19) How can companies integrate their existing social and economic initiatives into the NHS systems?

This is a great question. Look for an alignment of purpose to help identify those systems that closely match your organisation’s strategy.

During 2023, systems will be publishing their Annual Operating Plans and setting out their ambitions for the longer term. It is likely that the people who would be interested in a wider discussion about economic and social development are a mixture of NHS, local authority and VCSE. Devolution is an important agenda here in aligning civic priorities that align public and private work.

Think about how you could present your initiatives as a value proposition or value dossier. Understanding the local system will help, as will an up-to-date stakeholder analysis. These are all things Mtech Access can help you with – drop us a note if you’d like to explore this further.

20) There remains wide variation in moving to value-based procurement; is this truly a focus, to deliver efficiency and improve care?

I am not sure that value-based procurement is about efficiency. There are clearly cost envelopes for procurement of products and services, and commissioning had traditionally balanced the need with the optimal procurement that delivers the best value for patients and the services.

I believe there will be a reinvention of commissioning as the budget and authority is delegated to provider collaboratives and Place.

21) What is the biggest driver of prioritisation right now?

Operational pressures and the legacy effect from the Covid pandemic are the biggest drivers of priorities today.

It’s better to think about what is getting leadership attention as it is easy to get distracted by a published list of ambitions when in reality all the attention is on the operational challenges.

22) Will we see a return to PBMA?

I am not sure how well commissioning teams currently use Programme Budgeting and Marginal Analysis (PBMA). This approach predates CCGs and now ICBs. The types of question used in the PBMA model, however, are considered. Newly appointed Chief Commissioning Officers, or equivalent, will have a keen focus on this area.

23) What do the stakeholders to innovation and transformation need to see in plans, to make them want to invest in service change?

They need to see solutions that will deliver their objectives. Solutions are not products. They are the composite of skills, methods, tools, interventions, governance and resources. They will always be imagined and delivered by more than one organisation and they are likely to have a heavy digital component. The digital part is not IT.

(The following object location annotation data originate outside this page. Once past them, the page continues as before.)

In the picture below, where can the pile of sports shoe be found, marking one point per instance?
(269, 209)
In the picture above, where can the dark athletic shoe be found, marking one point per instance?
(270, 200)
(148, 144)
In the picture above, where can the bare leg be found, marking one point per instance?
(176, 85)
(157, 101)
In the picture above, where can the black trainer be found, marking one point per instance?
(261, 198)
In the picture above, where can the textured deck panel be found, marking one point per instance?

24) What are the quick wins for ICSs to influence economic and social development, and what are the most impactful long-term wins?

Quick wins in this case are not easy to do. Indeed, if by a ‘quick win’ you mean something that is quick and easy to do, then there aren’t any quick wins. Too many of the changes needed to make an effect are interrelated.

Having said that, there are interventions that could start to make a difference. For example, increasing funding into the VCSE sector – here, a small amount makes a big difference in communities. Changing behaviours around exercise, such as Park Run, makes a measurable difference. Supermarkets moving health foods closer to the impulse purchase sections of the store helps. Changing social habits around alcohol, processed foods, exercise, mindfulness, takeaways, stress and mental health all help. Thriving communities, better employment, opportunities to prosper as a person and family helps. Access to green space, arts and culture and music all have long-term benefits.

Overall, the shift from a medical model in an acute setting to a community model at home is the only way to create a sustainable approach to economic and social development.

A key message from the NHS Confed report is that ICSs need to join existing conversations, rather than always trying to start new ones. That’s how we achieve quicker wins and, more importantly, build trust for future change.